Par Aicha Chir Nour
Garba Haroun, 16 ans, vivait paisiblement avec sa famille à Baga, un village sur les rives du Lac Tchad où la plupart des habitants subsistent de la pêche. Mais un jour, tout a basculé. « La rumeur courait depuis quelques temps déjà. Les combattants de Boko Haram avaient pris l’habitude de kidnapper des jeunes comme moi pour les forcer à rejoindre leurs troupes, certains de mes amis ont disparu et aucun n’est revenu vivant » raconte-t-il, amer.
L’été 2015, lui et sa famille décident de fuir en pirogue vers le Tchad. Arrivé à Ngouboua, de l’autre côté de la rive du Lac Tchad, Garba fait très vite la rencontre d’Ila Youssouf, 15 ans, un jeune tchadien originaire du village. «Dès la premiere fois, le courant est passé entre nous. Il parlait la langue Peule comme moi. Très vite on est devenus amis. Il m’a dit qu’il voulait apprendre le français alors je l’ai amené chez mon maitre d’école pour qu’il s’inscrive, » raconte Ila, tout sourire.
Plus de 80% des enfants réfugiés venus du Nigéria dans la région du Lac, n’ont jamais eu la chance d’aller à l’école. « A Baga, j’aidais plutôt mon père à pécher, je n’ai jamais pensé que je mettrais les pieds à l’école. C’est comme ça, tu as ceux qui peuvent aller à l’école et devenir Ministre et ceux qui resteront pêcheurs ou agriculteurs toute leur vie, comme leurs parents et leurs grands parents, » ajoute Garba.
Février 2016, la violence rattrape les deux amis. Ngouboua a été attaqué par Boko Haram, de nombreuses personnes ont été tués y compris le chef du village. Dans la panique, les familles se sont séparées. Garba me raconte ce moment difficile : « J’étais vraiment en colère parce qu’après avoir tout laissé au Nigéria, je commençais à refaire ma vie ici. J’ai trouvé ça très injuste parce que nous n’avons rien fait de mal. » Ila le coupe et ajoute, «tout ça, ce sont des problèmes de grands ».

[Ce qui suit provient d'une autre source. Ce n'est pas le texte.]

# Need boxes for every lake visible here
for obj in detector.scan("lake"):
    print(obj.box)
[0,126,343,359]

Par chance, Ila et Garba se retrouvent tous les deux dans le camp de réfugiés de Daresalam où la plupart des réfugiés du Nigéria et des déplacés tchadiens se sont installés pour retrouver un semblant de vie normale. « Arrivé à Daresalam, j’ai demandé aux gens s’ils connaissaient un certain Ila. On m’a dit qu’il était le délégué de classe de l’école qui porte le nom « Espoir » confie Garba avec un grand sourire avant d’ajouter « C’est là qu’on s’est retrouvé et j’ai repris le chemin de l’école, pour de bon j’espère. »
Quand je leur ai demandé s’ils se disputaient, Ila me répond « Oui, comme tous les amis mais on arrive toujours à se comprendre. Garba a un côté enfantin. Il a 15 ans mais il joue encore aux élastiques pendant que moi je préfère jouer au foot. J’adore imiter les techniques de jeu de Messi, » ajoute-t-il en faisant des passements de jambes avec un ballon imaginaire dans la salle de classe ce qui les fait tous deux éclater de rire.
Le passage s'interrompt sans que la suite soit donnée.